Com sistema de saúde no abismo Irmã de pró-Rosa implora por regulação; "a gente já está perdendo as esperanças"

“Tentamos fazer o exame da Covid particular no sábado (19) mais o hospital não a liberou"

21/06/2021 15h31 Atualizada há 3 semanas
Por: São Gonçalo Agora
Hospital Municipal Professor José Maria De Magalhães Neto
Hospital Municipal Professor José Maria De Magalhães Neto

A famosa “Fila da Regulação”, na Bahia, tem causado muitos estragos em milhares de famílias. Chega a ser caso de CPI para se apurar a culpa por tantos óbitos já ocorridos, baianos que agonizaram até a morte enquanto esperavam o famoso “jeitinho”. Isso mesmo, “jeitinho”, pois basta procurar político A, B ou C, ou algum empresário influente e a regulação/vaga aparece. Será que temos algum Deputado Estadual capaz de resolver isso? Pois é na AL que esse “genocídio” pode ser resolvido.

Felizmente o caso de São Gonçalo dos Campos não é de óbito.
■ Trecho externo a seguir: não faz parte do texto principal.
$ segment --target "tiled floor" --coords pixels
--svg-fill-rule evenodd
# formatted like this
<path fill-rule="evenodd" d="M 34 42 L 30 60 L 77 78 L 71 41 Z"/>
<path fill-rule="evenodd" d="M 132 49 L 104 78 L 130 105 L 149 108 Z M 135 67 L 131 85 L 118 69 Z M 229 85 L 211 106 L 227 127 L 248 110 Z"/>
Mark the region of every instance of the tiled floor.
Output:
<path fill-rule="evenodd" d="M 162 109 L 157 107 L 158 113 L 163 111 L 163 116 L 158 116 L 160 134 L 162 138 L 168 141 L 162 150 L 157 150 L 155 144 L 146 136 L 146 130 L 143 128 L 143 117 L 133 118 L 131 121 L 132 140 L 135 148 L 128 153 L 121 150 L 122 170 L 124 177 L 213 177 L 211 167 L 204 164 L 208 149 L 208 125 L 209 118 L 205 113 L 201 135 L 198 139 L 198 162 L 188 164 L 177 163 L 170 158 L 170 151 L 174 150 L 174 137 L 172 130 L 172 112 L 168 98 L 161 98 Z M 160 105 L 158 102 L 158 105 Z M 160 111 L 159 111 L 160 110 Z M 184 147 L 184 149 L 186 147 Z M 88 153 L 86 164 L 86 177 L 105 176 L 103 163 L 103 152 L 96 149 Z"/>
Mas poderá ser, caso a paciente não consiga a tal da “regulação”.

A professora Rosa Cristina Vieira da Conceição, que tem mais de 30 anos atuando na educação, deu entrada no Hospital Municipal de São Gonçalo no último dia 16 de junho, seu quadro só piora, e, segundo sua irmã, Andréia, que saiu de Salvador para acompanha o caso da pró-Rosa o estado de saúde de sua irmã é bem grave.

De acordo com Andréia, sua irmã, que é depressiva, chegou ao hospital desacordada, ainda não passou por nenhum exame a não ser o RT-PCR, que aguarda resultado, e possivelmente pode ter sofrido um AVC.

Inicialmente pró-Rosa foi colocada no setor de Covid-19, mesmo sem a realização de um teste ou exame para detecção do vírus. Segundo Andréia, a informação que os familiares receberam foi que a irmã possivelmente estaria de Covid. Depois, devido a reclamações, falaram que o caso da paciente não era Covid e a encaminharam para uma ala normal do hospital.

Ainda de acordo com Andréia, sua irmã precisa urgente de regulação, pois precisa de exames neurológicos entre outros, e o hospital municipal não tem essa capacidade.

“Tentamos fazer o exame da Covid particular no sábado (19) mais o hospital não a liberou. Hoje (21) pela manhã ela teve sucessivas convulsões, o caso é gravíssimo, encontra-se sedada. Tentamos fazer a tomografia particular e o hospital disse que ela não tem mais condições de ser removida, precisa de regulação com urgência, a gente já está perdendo as esperanças.”